All of the measures used in this analysis are retrospectively self-reported, which may introduce measurement error and bias. Sources of measurement error include the time interval and degree of detail remembered [63], and differential recall by adult social class [60,64], or misreporting due to poor mental, physical, or cognitive health at the time of data collection. Prior work has found acceptable concordance of retrospectively reported social class with maternity records and prior self-report [65], historical records [62], and birth and census records [66], though some researchers find adults retrospectively report more favorable cSES than was recorded during childhood [65]. Additionally, research on concordance of siblings’ self-report finds high concordance for the head of household’s occupation [67] and receipt of welfare benefits but concordance was lower when at least one sibling had a high school education or less [60]. We are not able to quantify the amount of measurement error or degree of resulting bias in these measures. While these sources of bias are a cause for concern, alternative approaches of collecting information on cSES among adults, such as obtaining these data from historical records [62], birth certificates, or census data [66], may be prohibitively time-consuming, expensive, may only cover a subset of the relevant content domains, and are relatively rare [7,8,68].

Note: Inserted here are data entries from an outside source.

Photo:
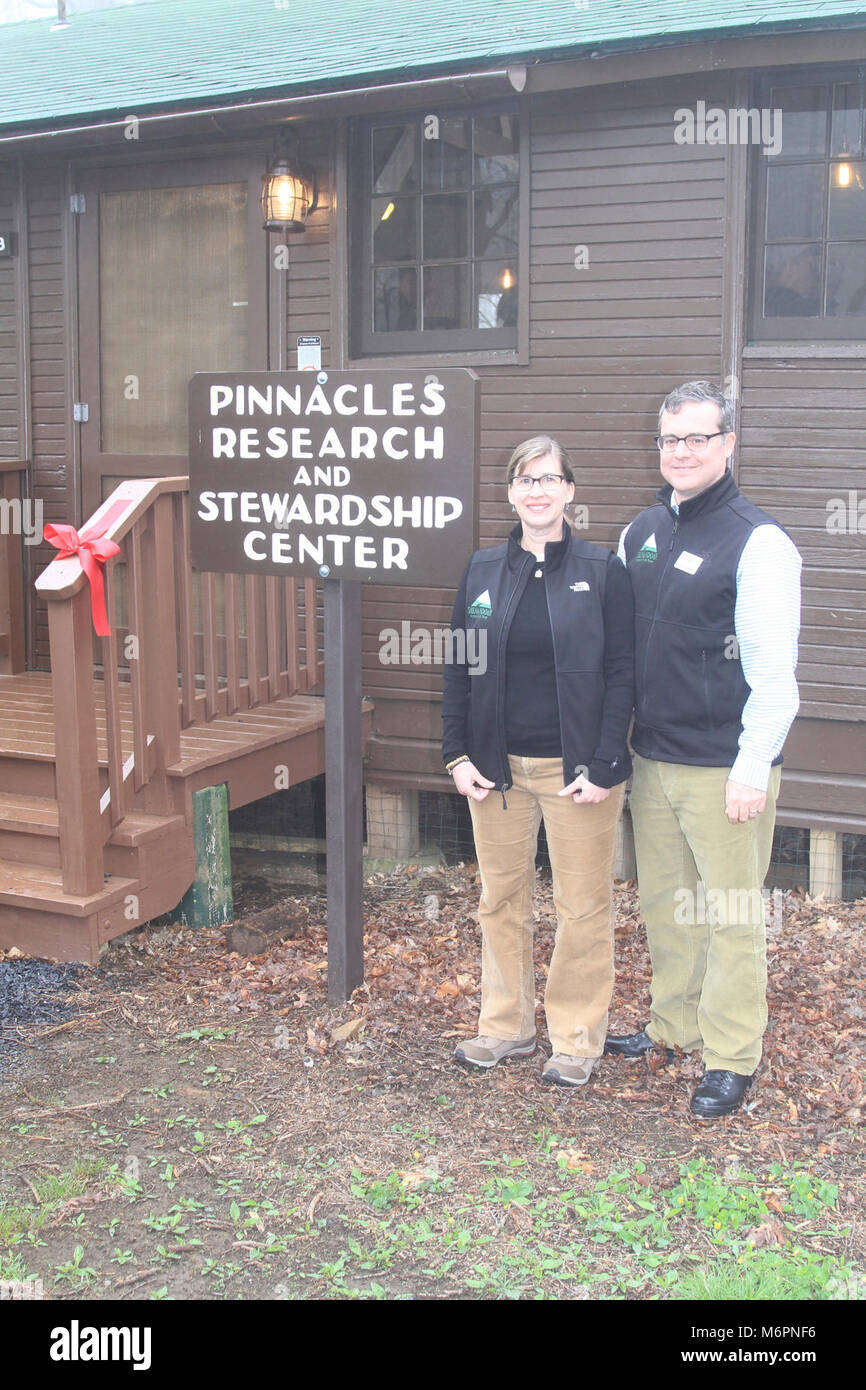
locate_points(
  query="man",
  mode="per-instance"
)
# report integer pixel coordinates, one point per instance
(716, 587)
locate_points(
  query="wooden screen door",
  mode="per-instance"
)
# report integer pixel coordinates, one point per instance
(173, 280)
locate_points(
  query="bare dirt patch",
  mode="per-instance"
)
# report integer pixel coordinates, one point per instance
(203, 1125)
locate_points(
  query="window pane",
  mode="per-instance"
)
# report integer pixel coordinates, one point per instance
(446, 157)
(804, 121)
(845, 280)
(496, 221)
(495, 149)
(495, 295)
(173, 302)
(848, 200)
(845, 129)
(791, 282)
(445, 225)
(394, 228)
(394, 159)
(445, 296)
(795, 200)
(395, 299)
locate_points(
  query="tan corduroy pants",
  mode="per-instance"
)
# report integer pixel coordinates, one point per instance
(699, 880)
(581, 847)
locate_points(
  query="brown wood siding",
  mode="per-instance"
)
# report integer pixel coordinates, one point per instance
(309, 278)
(11, 423)
(801, 445)
(50, 370)
(606, 344)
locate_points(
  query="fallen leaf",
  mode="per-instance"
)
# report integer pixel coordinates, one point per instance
(769, 1233)
(346, 1030)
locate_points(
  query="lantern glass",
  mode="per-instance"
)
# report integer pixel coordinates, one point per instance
(287, 198)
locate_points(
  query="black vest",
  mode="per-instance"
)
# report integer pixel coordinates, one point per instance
(690, 684)
(576, 595)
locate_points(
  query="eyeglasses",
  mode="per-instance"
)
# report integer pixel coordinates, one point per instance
(695, 442)
(548, 481)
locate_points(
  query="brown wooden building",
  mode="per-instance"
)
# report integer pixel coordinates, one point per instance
(584, 203)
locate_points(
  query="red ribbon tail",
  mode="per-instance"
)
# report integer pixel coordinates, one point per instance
(97, 592)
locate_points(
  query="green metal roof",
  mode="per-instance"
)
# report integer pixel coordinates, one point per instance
(182, 53)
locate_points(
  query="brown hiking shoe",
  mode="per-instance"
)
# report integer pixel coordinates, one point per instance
(484, 1051)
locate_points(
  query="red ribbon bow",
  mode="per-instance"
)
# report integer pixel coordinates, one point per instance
(92, 548)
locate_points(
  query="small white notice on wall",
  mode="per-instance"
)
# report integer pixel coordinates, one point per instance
(309, 352)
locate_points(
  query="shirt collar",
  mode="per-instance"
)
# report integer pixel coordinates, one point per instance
(553, 549)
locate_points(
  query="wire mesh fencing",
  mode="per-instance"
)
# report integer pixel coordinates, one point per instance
(424, 824)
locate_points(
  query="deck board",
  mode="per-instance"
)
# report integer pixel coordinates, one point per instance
(27, 724)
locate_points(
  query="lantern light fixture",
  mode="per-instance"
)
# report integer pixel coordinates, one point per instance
(289, 193)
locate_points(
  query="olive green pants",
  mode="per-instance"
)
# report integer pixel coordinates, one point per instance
(581, 845)
(701, 883)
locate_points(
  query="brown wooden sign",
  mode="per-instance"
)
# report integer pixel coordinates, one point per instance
(342, 474)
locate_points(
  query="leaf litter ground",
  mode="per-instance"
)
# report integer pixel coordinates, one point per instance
(203, 1125)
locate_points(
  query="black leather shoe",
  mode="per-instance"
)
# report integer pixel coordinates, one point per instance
(633, 1045)
(719, 1093)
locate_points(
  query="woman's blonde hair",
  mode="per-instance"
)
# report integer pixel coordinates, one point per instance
(537, 448)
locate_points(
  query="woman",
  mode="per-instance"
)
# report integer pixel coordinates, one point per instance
(538, 729)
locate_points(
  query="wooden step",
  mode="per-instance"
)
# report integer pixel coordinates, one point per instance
(29, 830)
(41, 887)
(28, 815)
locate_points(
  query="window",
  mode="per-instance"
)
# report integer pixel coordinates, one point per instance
(435, 232)
(809, 255)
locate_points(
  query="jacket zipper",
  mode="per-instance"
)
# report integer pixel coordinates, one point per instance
(503, 634)
(673, 537)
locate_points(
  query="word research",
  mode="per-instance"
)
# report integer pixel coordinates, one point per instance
(77, 1343)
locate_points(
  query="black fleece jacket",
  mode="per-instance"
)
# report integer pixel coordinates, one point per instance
(591, 610)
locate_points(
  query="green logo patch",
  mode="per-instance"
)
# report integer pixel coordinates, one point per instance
(648, 553)
(481, 606)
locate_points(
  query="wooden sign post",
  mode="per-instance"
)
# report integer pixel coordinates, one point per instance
(348, 476)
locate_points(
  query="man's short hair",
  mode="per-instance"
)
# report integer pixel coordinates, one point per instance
(699, 391)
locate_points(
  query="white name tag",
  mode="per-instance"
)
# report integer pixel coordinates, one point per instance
(688, 562)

A final limitation of this work is that the variables used to create our scales may not be relevant for today’s children, and, therefore, we do not necessarily recommend inclusion of these questions in surveys in other historical or cultural settings. For example, mother’s employment status for this cohort of older adults may indicate low childhood financial capital, whereas it is normative for both parents to work today, and a working mother may indicate high childhood financial capital. Additionally, growing up with one’s grandparents may indicate absent biological parents in the US, suggesting low childhood social capital, whereas intergenerational households are normative in other countries and may not reflect childhood social capital. While we advanced the literature by applying this framework to a dataset with rich characterization of lifecourse social conditions, we believe that the measurement of cSES could be substantially improved through new question development and primary data collection.

4.4 Conclusions

This work builds and improves upon previous indicators of childhood SES in several ways. Substantively, this work is an advance in developing six distinct constructs (maternal investment and family structure as measures of cSC, average financial resources and financial instability as measures of cFC, and more complete measures of mother’s and father’s education as measures of cHC), which allows for many flexible specifications (i.e. examining additive or interactive effects, or combining the measures into a single cSES index; we note, however, that combining the measures into an index is likely a violation of the consistency assumption for causal inference [18,19]). These measures may also help refine our understanding of the relationship between cSES and health outcomes. For example, our analysis reveals that childhood financial instability and childhood maternal investment have large and independent effects on number of depressive symptoms in adulthood; additionally, these effects are larger than other commonly used markers of cSES, such as average financial resources or parental education. As far as we know, the size of these childhood exposures on number of depressive symptoms among older adults are new findings that we were able to uncover because we used psychometric approaches to measure cSES.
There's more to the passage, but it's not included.